I looked at a few lock-free hash tables and none can be used as the global environment of a programming language.

Most make an incomplete assumption: that what a language wants to save in the hash table is an integer key and an integer value.

Well, how about data other than ints? Like keys and values that are longs, or strings, or pointers to lists and hash tables.

A lock-free hash table can be changed to save bigger keys and values, but not without hurting its existing optimizations. Comparing strings needs more work to become as fast as comparing integers, for example. And since a pointer is twice as big as an integer, saving pointers halves the number of elements saved in a cache line, which slows down reads.

(Is there no way to compress pointers to 2 bytes — half the size of an int? Can some pointers be offsets to a pool of a small size?) [1]
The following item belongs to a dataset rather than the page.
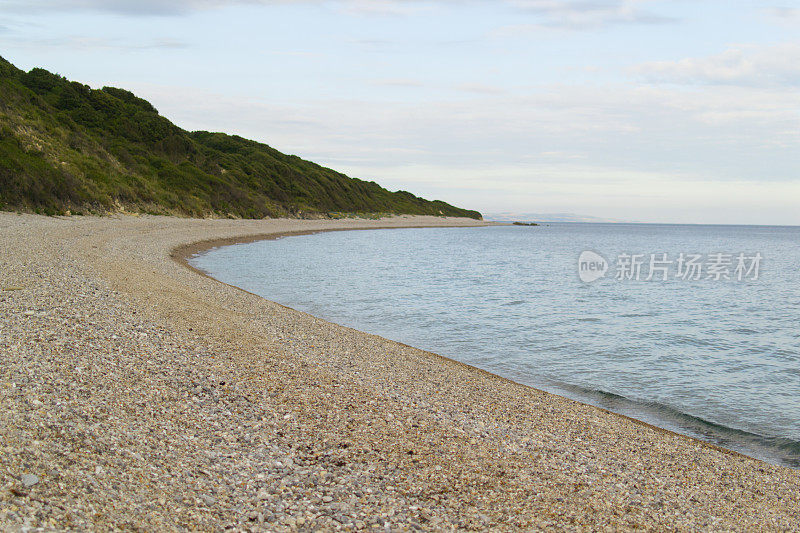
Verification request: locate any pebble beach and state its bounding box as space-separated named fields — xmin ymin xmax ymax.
xmin=0 ymin=213 xmax=800 ymax=531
Another thing hash tables ignored is how a language handles datatypes. Imagine a hash table decides to save pointers instead of integers to support more datatypes. [2] Now integer values that were allocated on the stack need to be copied on the heap with malloc, to save in the hash table the pointer to the heap. That's an extra call to malloc. It slows down saving. The call to malloc can be avoided if the hash table can save not just the integer but also the datatype.

(Malloc ignores datatypes too. Is there room for a type-aware malloc?)

Starting with an incomplete assumption doesn't only hurt performance though. It also limits what the hash table can be used for.

One of the more gripping ideas I bumped into is that a programming language that wants to solve the most general case of concurrent data access to variables must eventually become a database. If this is what's best for a language, a lock-free hash table must become a database, not merely a key-value store.

Once again this changes the design. If for example the hash table decides to use multi-version concurrency control to become a database, the existing design of the lock-free hash table isn't enough to support it. It must change to save multiple versions.

It's a good idea to study a lock-free hash table in its simplest form first to understand the key idea behind it, but the hash table doesn't exist in a vacuum. The natural progression is to integrate it into something else and this changes the design.

A language in search of a better lock-free data structure for its global environment would do well not to stay at incomplete assumptions.









Notes:

[1]  I didn't know this at the time but it turns out they can.

[2]  I noticed a property of hash keys. When the hash table is used as the global environment, the keys don't need to be saved on the heap with malloc because keys don't change. This opens up more room to optimize.

If the hash table is designed so that the keys must be saved on the heap with malloc, a second optimization is to malloc only when adding a new key instead of always. When changing the value of an existing key, there's no need to malloc memory again for the second copy of the key and then free it.